According to Petukhova, 2,000 BSF personnel were cut in 2009, and another 9,000 have been warned that they will be dismissed. She talked to an officer named Oleg, who said he was one of the “fortunate” ones who were put outside the fleet’s TO&E.
The situation’s not worse anywhere. They’ve already cut thousands, now they’re mowing down the command and control organs. When they put you outside the TO&E, for a half year they still pay your salary, but minus premiums and minus the supplement for handling secret information. But this is nevertheless some money. But then it’s all gone. View it however you want. But we’re all here with Russian citizenship. Where are they going to let us work? And we can’t go back anywhere in Russia. They don’t want to give us the service apartments in Sevastopol which we lived in all this time. They are proposing several cities in Russia, but there really aren’t apartments there—it’s excavation that could go on forever. And so officers sit, they don’t get pay, nor can they finalize a pension without a permanent residence permit.

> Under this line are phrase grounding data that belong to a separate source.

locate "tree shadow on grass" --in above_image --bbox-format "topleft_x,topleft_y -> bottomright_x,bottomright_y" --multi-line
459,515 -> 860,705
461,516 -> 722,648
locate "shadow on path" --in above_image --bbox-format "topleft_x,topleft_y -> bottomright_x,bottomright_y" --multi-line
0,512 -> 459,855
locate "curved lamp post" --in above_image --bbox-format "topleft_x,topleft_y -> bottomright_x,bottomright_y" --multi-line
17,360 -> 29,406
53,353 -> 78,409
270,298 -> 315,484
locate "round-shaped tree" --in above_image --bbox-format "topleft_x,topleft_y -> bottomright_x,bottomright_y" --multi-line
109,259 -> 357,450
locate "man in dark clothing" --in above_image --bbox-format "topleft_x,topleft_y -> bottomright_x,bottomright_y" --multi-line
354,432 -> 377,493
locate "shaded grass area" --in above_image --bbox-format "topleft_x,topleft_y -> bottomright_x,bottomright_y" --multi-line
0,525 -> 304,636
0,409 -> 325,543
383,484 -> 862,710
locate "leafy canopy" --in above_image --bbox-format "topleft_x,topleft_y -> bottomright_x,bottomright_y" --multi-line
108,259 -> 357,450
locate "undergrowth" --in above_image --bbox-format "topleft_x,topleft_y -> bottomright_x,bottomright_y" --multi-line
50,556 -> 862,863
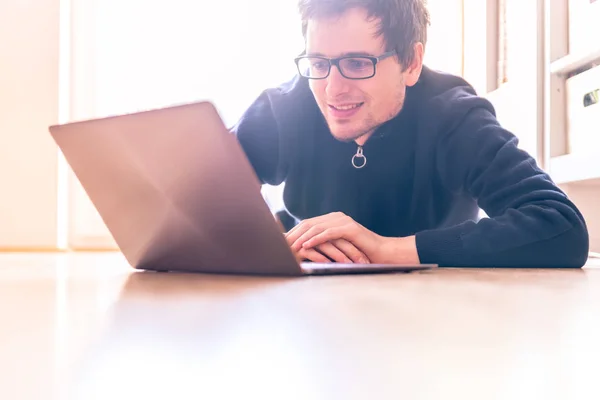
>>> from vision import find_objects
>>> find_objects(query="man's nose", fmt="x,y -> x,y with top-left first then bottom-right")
325,65 -> 350,97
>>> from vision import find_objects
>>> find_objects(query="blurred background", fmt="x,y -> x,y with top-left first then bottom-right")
1,0 -> 599,257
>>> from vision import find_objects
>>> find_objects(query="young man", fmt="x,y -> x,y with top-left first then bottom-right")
232,0 -> 589,268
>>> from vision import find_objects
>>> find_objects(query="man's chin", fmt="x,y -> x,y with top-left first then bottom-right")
329,128 -> 367,143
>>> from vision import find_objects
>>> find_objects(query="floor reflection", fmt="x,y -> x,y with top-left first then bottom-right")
58,263 -> 600,400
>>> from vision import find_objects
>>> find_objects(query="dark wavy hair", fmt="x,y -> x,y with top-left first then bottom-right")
298,0 -> 430,70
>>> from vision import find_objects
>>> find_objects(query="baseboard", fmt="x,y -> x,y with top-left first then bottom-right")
0,247 -> 119,253
0,247 -> 67,253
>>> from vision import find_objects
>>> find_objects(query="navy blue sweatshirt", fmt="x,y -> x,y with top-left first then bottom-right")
232,66 -> 589,268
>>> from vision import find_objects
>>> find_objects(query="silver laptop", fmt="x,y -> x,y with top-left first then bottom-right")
49,101 -> 436,276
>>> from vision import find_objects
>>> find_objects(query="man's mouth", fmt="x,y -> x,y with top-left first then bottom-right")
329,103 -> 364,111
328,102 -> 364,119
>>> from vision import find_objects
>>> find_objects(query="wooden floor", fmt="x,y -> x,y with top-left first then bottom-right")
1,252 -> 600,399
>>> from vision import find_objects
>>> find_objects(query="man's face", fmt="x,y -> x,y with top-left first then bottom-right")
305,8 -> 411,144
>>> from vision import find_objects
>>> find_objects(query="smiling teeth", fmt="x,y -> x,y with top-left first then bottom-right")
334,104 -> 361,110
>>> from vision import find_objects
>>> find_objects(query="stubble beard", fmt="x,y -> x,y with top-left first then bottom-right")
324,80 -> 407,144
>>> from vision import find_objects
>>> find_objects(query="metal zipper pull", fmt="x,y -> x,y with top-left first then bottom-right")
352,145 -> 367,169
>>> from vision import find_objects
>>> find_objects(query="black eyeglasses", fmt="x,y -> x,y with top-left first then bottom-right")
294,50 -> 397,80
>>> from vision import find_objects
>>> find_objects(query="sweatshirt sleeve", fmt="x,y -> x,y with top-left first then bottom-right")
415,99 -> 589,268
230,90 -> 284,186
231,75 -> 312,186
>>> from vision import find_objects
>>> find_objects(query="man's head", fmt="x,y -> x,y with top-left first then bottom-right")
296,0 -> 429,144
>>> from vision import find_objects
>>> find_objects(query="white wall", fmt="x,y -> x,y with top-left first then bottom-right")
425,0 -> 464,76
0,0 -> 60,249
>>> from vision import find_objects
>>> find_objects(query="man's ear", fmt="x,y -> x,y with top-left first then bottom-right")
404,42 -> 424,87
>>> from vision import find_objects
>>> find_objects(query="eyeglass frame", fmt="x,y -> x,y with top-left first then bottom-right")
294,50 -> 397,80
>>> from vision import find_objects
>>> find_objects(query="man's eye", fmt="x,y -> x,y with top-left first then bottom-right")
311,61 -> 328,71
346,59 -> 371,70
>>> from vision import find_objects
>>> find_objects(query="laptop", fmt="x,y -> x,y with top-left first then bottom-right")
49,101 -> 437,276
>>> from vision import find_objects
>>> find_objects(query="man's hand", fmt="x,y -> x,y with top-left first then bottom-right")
292,238 -> 371,264
285,212 -> 420,264
286,212 -> 382,262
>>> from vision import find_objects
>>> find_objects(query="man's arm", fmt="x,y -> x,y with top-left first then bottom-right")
286,93 -> 588,268
231,90 -> 284,186
231,74 -> 314,186
415,104 -> 589,268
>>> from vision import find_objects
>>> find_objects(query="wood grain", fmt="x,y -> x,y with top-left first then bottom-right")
1,252 -> 599,399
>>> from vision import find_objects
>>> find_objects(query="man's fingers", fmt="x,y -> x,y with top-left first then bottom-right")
285,223 -> 309,245
296,248 -> 331,263
292,217 -> 354,250
286,219 -> 320,245
302,226 -> 349,249
291,225 -> 329,251
332,239 -> 370,264
295,239 -> 369,264
313,242 -> 352,263
285,212 -> 348,245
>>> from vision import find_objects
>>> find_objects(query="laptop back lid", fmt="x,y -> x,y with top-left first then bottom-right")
49,101 -> 302,275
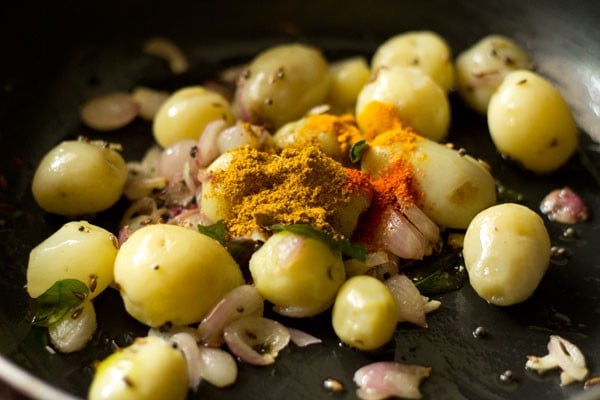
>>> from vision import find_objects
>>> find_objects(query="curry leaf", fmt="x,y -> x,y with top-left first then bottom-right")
414,266 -> 467,295
269,223 -> 366,261
30,279 -> 89,327
197,220 -> 228,245
349,139 -> 369,163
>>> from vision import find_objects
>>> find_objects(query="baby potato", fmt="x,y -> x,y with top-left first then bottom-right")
31,140 -> 127,216
356,66 -> 450,141
153,86 -> 235,148
233,43 -> 330,130
372,31 -> 455,92
88,336 -> 188,400
463,203 -> 551,306
455,35 -> 532,114
332,275 -> 397,350
326,56 -> 371,113
487,70 -> 578,173
200,151 -> 236,224
249,231 -> 346,317
273,117 -> 345,162
114,224 -> 244,327
27,221 -> 118,299
361,132 -> 496,229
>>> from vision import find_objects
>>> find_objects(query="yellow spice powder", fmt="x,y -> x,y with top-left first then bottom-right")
207,145 -> 358,238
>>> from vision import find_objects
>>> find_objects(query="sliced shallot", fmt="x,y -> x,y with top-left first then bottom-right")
401,203 -> 440,245
131,86 -> 170,120
223,316 -> 290,366
287,327 -> 322,347
158,139 -> 198,179
372,207 -> 429,260
354,361 -> 432,400
143,37 -> 189,74
525,335 -> 589,385
385,274 -> 427,328
540,187 -> 589,224
196,119 -> 227,167
80,92 -> 139,131
170,332 -> 203,389
198,285 -> 264,347
198,347 -> 238,388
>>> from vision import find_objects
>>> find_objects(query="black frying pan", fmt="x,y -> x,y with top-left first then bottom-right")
1,1 -> 599,399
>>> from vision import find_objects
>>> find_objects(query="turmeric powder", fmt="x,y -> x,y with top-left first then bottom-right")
206,145 -> 370,238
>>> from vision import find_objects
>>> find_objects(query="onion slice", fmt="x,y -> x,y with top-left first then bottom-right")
525,335 -> 589,385
170,332 -> 203,389
198,285 -> 264,347
354,361 -> 431,400
198,347 -> 238,388
223,316 -> 290,366
287,327 -> 322,347
196,120 -> 227,168
372,207 -> 429,260
132,86 -> 170,120
385,274 -> 427,328
540,187 -> 589,224
80,92 -> 139,131
401,203 -> 440,245
143,37 -> 189,74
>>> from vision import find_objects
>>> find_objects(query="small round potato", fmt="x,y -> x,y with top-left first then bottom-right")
233,43 -> 330,130
31,140 -> 127,216
200,151 -> 237,224
487,70 -> 578,173
249,231 -> 346,317
332,275 -> 397,350
153,86 -> 235,148
273,117 -> 345,162
361,132 -> 496,229
455,35 -> 532,114
326,56 -> 371,113
372,31 -> 455,92
88,336 -> 188,400
463,203 -> 551,306
27,221 -> 118,299
356,66 -> 450,141
114,224 -> 244,326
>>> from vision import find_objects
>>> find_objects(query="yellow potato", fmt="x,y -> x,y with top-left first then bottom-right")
27,221 -> 118,299
88,336 -> 187,400
487,70 -> 578,173
200,151 -> 236,224
31,140 -> 127,216
273,117 -> 344,162
361,132 -> 496,229
356,66 -> 450,141
455,35 -> 532,114
153,86 -> 234,148
372,31 -> 454,92
249,231 -> 345,317
326,56 -> 371,113
332,275 -> 397,350
114,224 -> 244,326
463,203 -> 551,306
233,43 -> 330,129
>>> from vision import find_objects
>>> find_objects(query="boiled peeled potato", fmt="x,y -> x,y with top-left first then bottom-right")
361,131 -> 496,229
356,65 -> 450,141
455,35 -> 532,114
27,221 -> 118,299
372,30 -> 455,92
487,70 -> 578,173
114,224 -> 244,327
463,203 -> 551,306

Oleg went on to say that single officers especially don’t know what to do. They aren’t giving out single apartments and, if they get together with a friend and apply for an apartment for two, they are derided as homosexuals.
He gives his view of how it might end.
Can you generally imagine such a crowd of healthy men, who know military matters firsthand, wandering around Crimea and the quays? Some kind of Lenin will be found and he’ll raise a crowd, then people will wish he hadn’t turned up. The fleet commander is silent, everyone spits on us, a kind of chaos is being created.
Petukhova ends by noting that when Kyiv makes a move against the BSF, Moscow politicians race to the defense of Russian sailors, but they’re all silent when the Russian authorities have driven thousands of BSF men and their families to the edge. She concludes that the ‘new profile’ of the armed forces has an unpleasant odor.